For people with AFOs, shoe shopping isn't about style or brand. Each of us needs specific changes to our shoes. My left shoe, for example, needs a certain lift height, ankle reinforcement, and an extra-tall toe box. Regular shoes rarely fit us properly.
My shoe situation reminds me of Joel Spolsky’s essay "Strategy Letter IV: Bloatware and the 80/20 Myth." Spolsky explained why software companies intentionally created "bloatware," software filled with features that seem unnecessary to many users. Digital distribution had become nearly free, making extra features cheap to include. Crucially, what looks like unnecessary complexity to one user can be essential to another.
Spolsky used Microsoft Excel as an example. In 1993, Excel’s extra features took up about $36 worth of expensive hard drive space. By 2000, those same features cost only around $1.03 because hardware quickly became cheaper. What seemed like pointless complexity actually provided real value at decreasing costs over time.
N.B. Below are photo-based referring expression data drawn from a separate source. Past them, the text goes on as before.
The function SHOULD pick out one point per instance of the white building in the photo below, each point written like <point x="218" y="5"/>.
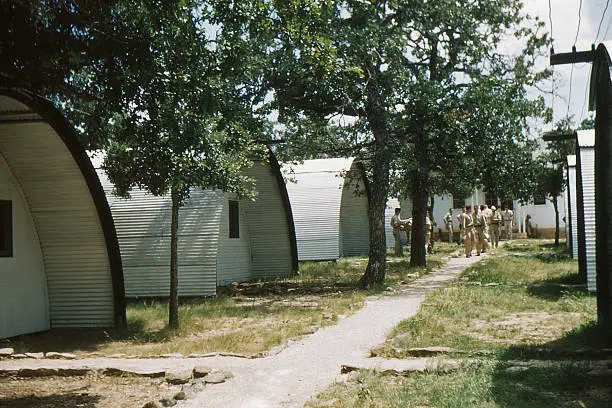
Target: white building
<point x="221" y="239"/>
<point x="59" y="259"/>
<point x="542" y="213"/>
<point x="330" y="208"/>
<point x="585" y="178"/>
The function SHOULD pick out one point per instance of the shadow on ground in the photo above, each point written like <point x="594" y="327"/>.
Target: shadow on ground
<point x="563" y="374"/>
<point x="51" y="401"/>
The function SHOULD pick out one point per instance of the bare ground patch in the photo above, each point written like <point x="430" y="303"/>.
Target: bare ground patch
<point x="524" y="328"/>
<point x="90" y="391"/>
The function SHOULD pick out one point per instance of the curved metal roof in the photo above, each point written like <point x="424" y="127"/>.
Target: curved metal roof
<point x="19" y="108"/>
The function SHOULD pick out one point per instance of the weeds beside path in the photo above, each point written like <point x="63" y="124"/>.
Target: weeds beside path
<point x="524" y="326"/>
<point x="246" y="319"/>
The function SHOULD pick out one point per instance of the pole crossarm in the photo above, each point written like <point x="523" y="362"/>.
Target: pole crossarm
<point x="556" y="137"/>
<point x="573" y="57"/>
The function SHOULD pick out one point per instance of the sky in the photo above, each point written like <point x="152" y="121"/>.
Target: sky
<point x="564" y="28"/>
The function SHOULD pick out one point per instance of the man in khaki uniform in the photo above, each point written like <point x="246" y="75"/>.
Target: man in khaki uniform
<point x="397" y="224"/>
<point x="460" y="221"/>
<point x="481" y="227"/>
<point x="448" y="224"/>
<point x="508" y="222"/>
<point x="494" y="226"/>
<point x="468" y="230"/>
<point x="428" y="229"/>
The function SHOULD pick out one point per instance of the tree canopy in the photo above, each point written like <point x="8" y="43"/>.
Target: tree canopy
<point x="417" y="89"/>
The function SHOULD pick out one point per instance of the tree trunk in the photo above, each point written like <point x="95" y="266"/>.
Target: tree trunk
<point x="420" y="195"/>
<point x="556" y="207"/>
<point x="378" y="189"/>
<point x="173" y="321"/>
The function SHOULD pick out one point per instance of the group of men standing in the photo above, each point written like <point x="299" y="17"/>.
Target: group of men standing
<point x="479" y="228"/>
<point x="399" y="225"/>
My shoe problem follows similar logic. I don't want specialized disability shoes; I want regular shoes adapted exactly to my needs. Similarly, most software users don’t want stripped-down apps. They prefer standard software customized intelligently to their individual situations.
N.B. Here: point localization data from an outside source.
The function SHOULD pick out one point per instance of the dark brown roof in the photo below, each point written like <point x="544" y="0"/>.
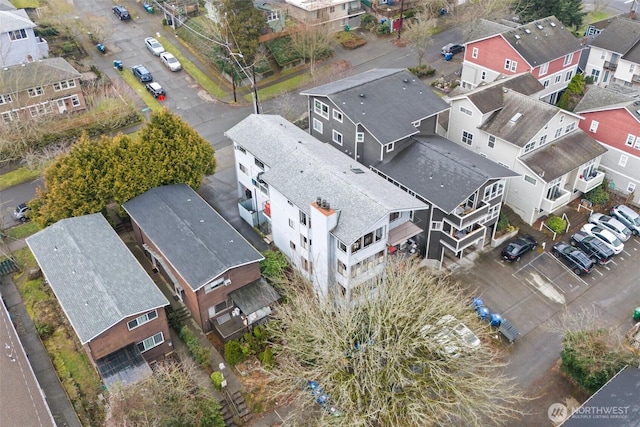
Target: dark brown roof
<point x="563" y="155"/>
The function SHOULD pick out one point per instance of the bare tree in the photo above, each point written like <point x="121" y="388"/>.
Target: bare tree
<point x="389" y="360"/>
<point x="171" y="396"/>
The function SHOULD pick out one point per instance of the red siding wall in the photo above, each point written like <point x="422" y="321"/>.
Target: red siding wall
<point x="613" y="128"/>
<point x="492" y="54"/>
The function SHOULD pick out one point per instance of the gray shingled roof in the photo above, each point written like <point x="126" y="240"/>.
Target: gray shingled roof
<point x="490" y="97"/>
<point x="563" y="155"/>
<point x="365" y="98"/>
<point x="535" y="115"/>
<point x="38" y="73"/>
<point x="483" y="29"/>
<point x="442" y="171"/>
<point x="539" y="46"/>
<point x="303" y="168"/>
<point x="599" y="98"/>
<point x="97" y="281"/>
<point x="620" y="36"/>
<point x="190" y="234"/>
<point x="12" y="20"/>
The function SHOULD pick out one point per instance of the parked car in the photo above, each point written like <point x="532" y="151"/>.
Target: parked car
<point x="155" y="89"/>
<point x="452" y="48"/>
<point x="606" y="236"/>
<point x="613" y="225"/>
<point x="593" y="247"/>
<point x="170" y="61"/>
<point x="141" y="73"/>
<point x="20" y="212"/>
<point x="154" y="46"/>
<point x="518" y="247"/>
<point x="628" y="217"/>
<point x="121" y="12"/>
<point x="577" y="260"/>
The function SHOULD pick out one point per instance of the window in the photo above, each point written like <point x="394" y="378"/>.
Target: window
<point x="317" y="125"/>
<point x="466" y="111"/>
<point x="568" y="59"/>
<point x="35" y="91"/>
<point x="321" y="108"/>
<point x="141" y="320"/>
<point x="150" y="342"/>
<point x="510" y="65"/>
<point x="630" y="139"/>
<point x="530" y="146"/>
<point x="544" y="68"/>
<point x="336" y="136"/>
<point x="214" y="285"/>
<point x="492" y="141"/>
<point x="467" y="137"/>
<point x="18" y="34"/>
<point x="64" y="85"/>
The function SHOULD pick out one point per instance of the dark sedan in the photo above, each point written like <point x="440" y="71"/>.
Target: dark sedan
<point x="518" y="247"/>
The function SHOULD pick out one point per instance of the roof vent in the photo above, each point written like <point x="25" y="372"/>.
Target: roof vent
<point x="515" y="117"/>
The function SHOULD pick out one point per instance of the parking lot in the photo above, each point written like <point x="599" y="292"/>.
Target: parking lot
<point x="535" y="292"/>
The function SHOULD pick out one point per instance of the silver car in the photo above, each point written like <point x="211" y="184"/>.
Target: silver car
<point x="611" y="224"/>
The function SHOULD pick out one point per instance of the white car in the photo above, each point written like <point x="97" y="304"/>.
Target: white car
<point x="609" y="223"/>
<point x="607" y="237"/>
<point x="170" y="61"/>
<point x="154" y="46"/>
<point x="452" y="336"/>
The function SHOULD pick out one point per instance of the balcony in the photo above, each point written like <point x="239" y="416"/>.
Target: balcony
<point x="561" y="199"/>
<point x="586" y="184"/>
<point x="463" y="217"/>
<point x="457" y="240"/>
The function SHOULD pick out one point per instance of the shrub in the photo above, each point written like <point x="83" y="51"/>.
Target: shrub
<point x="233" y="353"/>
<point x="599" y="195"/>
<point x="216" y="379"/>
<point x="557" y="224"/>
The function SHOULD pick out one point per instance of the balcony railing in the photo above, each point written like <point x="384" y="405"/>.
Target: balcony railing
<point x="457" y="240"/>
<point x="586" y="184"/>
<point x="561" y="199"/>
<point x="462" y="217"/>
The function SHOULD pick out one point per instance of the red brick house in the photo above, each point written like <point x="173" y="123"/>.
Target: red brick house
<point x="544" y="48"/>
<point x="613" y="119"/>
<point x="211" y="267"/>
<point x="114" y="307"/>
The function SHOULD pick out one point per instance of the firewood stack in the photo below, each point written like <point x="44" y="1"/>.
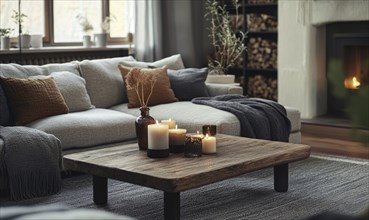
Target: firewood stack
<point x="262" y="87"/>
<point x="261" y="22"/>
<point x="261" y="1"/>
<point x="262" y="53"/>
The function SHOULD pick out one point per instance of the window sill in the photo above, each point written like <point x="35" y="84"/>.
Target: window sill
<point x="56" y="49"/>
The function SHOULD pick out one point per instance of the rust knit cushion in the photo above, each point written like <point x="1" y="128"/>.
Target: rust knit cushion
<point x="162" y="92"/>
<point x="32" y="99"/>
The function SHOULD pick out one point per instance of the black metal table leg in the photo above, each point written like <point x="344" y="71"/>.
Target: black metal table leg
<point x="172" y="202"/>
<point x="281" y="178"/>
<point x="100" y="190"/>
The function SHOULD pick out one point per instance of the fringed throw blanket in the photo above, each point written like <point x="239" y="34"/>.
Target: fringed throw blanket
<point x="259" y="118"/>
<point x="31" y="160"/>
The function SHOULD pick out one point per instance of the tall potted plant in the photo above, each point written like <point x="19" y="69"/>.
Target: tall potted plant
<point x="227" y="46"/>
<point x="24" y="39"/>
<point x="5" y="38"/>
<point x="102" y="38"/>
<point x="86" y="27"/>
But instead of smarter customization, software development today slips into what Andrej Karpathy calls "vibe coding." Vibe coding happens when developers rely completely on powerful AI without carefully reviewing the code it produces. Unlike Spolsky’s deliberate addition of features, vibe coding piles up complexity without clear intention. Developers accept AI suggestions without checking, skip reviewing changes, paste error messages without thinking, and work around bugs instead of properly fixing them.
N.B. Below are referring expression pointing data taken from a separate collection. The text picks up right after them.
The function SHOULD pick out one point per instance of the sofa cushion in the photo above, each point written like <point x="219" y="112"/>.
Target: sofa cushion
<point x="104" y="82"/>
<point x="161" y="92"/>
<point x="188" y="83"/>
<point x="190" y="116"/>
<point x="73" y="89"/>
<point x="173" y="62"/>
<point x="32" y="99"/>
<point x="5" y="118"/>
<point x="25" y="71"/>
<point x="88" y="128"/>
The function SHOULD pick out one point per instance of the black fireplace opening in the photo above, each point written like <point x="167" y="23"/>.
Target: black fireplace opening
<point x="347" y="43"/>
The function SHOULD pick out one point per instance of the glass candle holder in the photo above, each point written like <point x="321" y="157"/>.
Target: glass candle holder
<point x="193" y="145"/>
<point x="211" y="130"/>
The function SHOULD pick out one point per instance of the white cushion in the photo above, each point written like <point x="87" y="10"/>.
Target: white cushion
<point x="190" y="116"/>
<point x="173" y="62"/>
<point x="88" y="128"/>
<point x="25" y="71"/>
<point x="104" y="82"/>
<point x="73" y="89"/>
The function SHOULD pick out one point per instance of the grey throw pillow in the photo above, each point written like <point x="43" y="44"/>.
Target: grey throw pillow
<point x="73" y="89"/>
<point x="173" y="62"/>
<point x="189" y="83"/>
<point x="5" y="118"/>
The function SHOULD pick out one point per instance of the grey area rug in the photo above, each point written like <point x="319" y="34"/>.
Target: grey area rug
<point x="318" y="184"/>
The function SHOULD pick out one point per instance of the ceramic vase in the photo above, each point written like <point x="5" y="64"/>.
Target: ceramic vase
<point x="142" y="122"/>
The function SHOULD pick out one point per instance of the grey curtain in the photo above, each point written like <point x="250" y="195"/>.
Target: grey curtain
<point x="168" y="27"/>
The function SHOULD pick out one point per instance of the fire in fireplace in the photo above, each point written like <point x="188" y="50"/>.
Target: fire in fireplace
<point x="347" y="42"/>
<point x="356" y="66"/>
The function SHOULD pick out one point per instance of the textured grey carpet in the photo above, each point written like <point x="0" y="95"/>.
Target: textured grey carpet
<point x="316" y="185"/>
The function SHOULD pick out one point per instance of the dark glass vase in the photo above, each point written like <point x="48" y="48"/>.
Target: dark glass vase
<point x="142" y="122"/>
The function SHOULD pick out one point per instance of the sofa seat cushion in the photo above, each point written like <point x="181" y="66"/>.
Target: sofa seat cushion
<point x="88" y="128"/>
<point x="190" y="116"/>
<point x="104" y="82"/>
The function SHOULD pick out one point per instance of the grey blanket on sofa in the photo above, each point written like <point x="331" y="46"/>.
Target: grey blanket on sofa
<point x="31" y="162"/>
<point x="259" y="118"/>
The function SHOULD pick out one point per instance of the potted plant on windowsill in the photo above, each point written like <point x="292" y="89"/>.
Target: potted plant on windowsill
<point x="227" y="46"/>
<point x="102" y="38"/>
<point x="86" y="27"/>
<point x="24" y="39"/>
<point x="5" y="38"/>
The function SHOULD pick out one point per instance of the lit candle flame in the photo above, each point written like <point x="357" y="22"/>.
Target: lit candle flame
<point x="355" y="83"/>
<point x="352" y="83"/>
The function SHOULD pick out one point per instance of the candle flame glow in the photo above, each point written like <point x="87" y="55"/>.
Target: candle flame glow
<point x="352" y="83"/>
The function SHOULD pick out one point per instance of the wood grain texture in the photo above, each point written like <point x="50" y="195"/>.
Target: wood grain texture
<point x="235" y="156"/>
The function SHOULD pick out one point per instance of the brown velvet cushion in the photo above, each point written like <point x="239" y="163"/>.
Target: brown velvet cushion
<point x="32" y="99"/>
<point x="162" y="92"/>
This creates software complexity nobody fully understands. It's complexity without a clear purpose, building layers of confusion and inefficiency. Unlike Spolsky's intentional bloat, vibe coding results in messy, confusing, and ineffective software.
The solution isn't simply removing features. Instead, it's embracing bespoke software at scale, intelligent, context-aware systems that deliver precisely tailored functionality without incurring overwhelming complexity.
Just like cheaper hardware made Excel’s extra features economically reasonable, modern AI allows us to personalize software affordably. A cobbler can analyze exactly how I walk, figure out precisely what my feet need, and deliver a perfectly customized shoe. Similarly, in software, AI can understand a user's context and deliver exactly the right features at exactly the right time without sacrificing capabilities that matter to others.
The goal isn’t fewer or more features. It’s smarter, personalized software. The best solutions, like the ideal shoes, fit perfectly, adapt intelligently, and deliver exactly what's needed at exactly the right moment.